A total of 422 patients with malignant lymphoma of bone who were seen at the Mayo Clinic from 1907 through 1982 were placed into four major groups based on stage of disease. There was one group with primary lymphoma of bone, one group with multifocal osseous lymphoma, and two groups with lymphoma of bone and nodal or soft tissue (or both) disease. The last-mentioned two groups were separated on the basis of time of onset of osseous lymphoma in relation to the nonosseous disease. The stage of disease was the single most important prognostic indicator of overall survival in malignant lymphoma of bone. The 5- and 10-year survival rates were, respectively, 58% and 53% for patients with primary bone lymphoma, 22% and 12.5% for patients with bone and nodal or soft tissue (or both) disease, and 42% and 35% for patients with multifocal osseous disease. Features having no significant prognostic value were sex of the patient, histologic grade of the lymphoma (according to the Working Formulation and the Kiel system), and presence of T-cell features or cleaved cells (or both). This study is not able to adequately address efficacy of treatment. In fact, treatment may be very important in outcome.

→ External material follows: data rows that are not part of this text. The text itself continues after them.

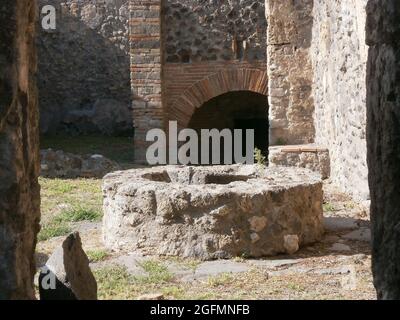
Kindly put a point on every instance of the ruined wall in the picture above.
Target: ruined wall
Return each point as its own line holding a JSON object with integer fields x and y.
{"x": 339, "y": 55}
{"x": 290, "y": 71}
{"x": 84, "y": 81}
{"x": 383, "y": 132}
{"x": 19, "y": 153}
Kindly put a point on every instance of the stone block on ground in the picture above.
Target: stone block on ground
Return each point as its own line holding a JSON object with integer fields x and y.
{"x": 212, "y": 212}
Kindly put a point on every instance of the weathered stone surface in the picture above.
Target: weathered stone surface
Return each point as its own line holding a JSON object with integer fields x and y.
{"x": 70, "y": 267}
{"x": 339, "y": 56}
{"x": 83, "y": 61}
{"x": 212, "y": 212}
{"x": 383, "y": 132}
{"x": 19, "y": 150}
{"x": 59, "y": 164}
{"x": 301, "y": 156}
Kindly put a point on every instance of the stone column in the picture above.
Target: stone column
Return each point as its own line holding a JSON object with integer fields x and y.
{"x": 383, "y": 137}
{"x": 145, "y": 37}
{"x": 19, "y": 150}
{"x": 290, "y": 71}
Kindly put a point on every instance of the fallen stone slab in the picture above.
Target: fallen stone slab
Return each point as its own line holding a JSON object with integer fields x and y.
{"x": 215, "y": 268}
{"x": 67, "y": 275}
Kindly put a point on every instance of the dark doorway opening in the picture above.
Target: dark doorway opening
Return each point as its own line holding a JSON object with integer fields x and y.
{"x": 235, "y": 110}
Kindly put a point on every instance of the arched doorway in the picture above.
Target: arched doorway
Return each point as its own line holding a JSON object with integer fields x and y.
{"x": 235, "y": 110}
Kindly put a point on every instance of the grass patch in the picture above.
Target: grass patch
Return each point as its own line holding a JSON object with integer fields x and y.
{"x": 220, "y": 280}
{"x": 78, "y": 214}
{"x": 115, "y": 282}
{"x": 328, "y": 207}
{"x": 97, "y": 255}
{"x": 174, "y": 292}
{"x": 53, "y": 230}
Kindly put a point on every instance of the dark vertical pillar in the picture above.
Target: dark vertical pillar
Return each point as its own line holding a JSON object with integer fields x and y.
{"x": 383, "y": 127}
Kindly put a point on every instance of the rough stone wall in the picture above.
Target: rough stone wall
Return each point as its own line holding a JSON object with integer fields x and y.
{"x": 339, "y": 56}
{"x": 84, "y": 62}
{"x": 19, "y": 160}
{"x": 290, "y": 71}
{"x": 201, "y": 30}
{"x": 383, "y": 132}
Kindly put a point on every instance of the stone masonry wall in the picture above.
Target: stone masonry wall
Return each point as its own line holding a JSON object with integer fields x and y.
{"x": 339, "y": 56}
{"x": 290, "y": 71}
{"x": 84, "y": 67}
{"x": 383, "y": 136}
{"x": 145, "y": 38}
{"x": 19, "y": 150}
{"x": 201, "y": 30}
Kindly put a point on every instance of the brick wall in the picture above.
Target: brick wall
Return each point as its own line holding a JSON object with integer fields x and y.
{"x": 145, "y": 37}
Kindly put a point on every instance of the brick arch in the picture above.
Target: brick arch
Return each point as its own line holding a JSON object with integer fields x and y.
{"x": 183, "y": 107}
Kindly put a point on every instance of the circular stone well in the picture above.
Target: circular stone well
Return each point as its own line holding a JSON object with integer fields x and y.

1907年至1982年间在梅奥诊所就诊的422例骨恶性淋巴瘤患者根据疾病分期分为四大组。一组为原发性骨淋巴瘤,一组为多灶性骨淋巴瘤,两组为骨淋巴瘤合并淋巴结或软组织(或两者皆有)疾病。最后提到的两组根据骨淋巴瘤相对于非骨疾病的发病时间进行区分。疾病分期是骨恶性淋巴瘤总体生存的唯一最重要的预后指标。原发性骨淋巴瘤患者的5年和10年生存率分别为58%和53%,骨淋巴瘤合并淋巴结或软组织(或两者皆有)疾病的患者为22%和12.5%,多灶性骨疾病患者为42%和35%。对预后无显著价值的特征包括患者性别、淋巴瘤的组织学分级(根据工作分类法和基尔系统)以及T细胞特征或核分裂细胞(或两者皆有)的存在。本研究无法充分探讨治疗效果。事实上,治疗可能对预后非常重要。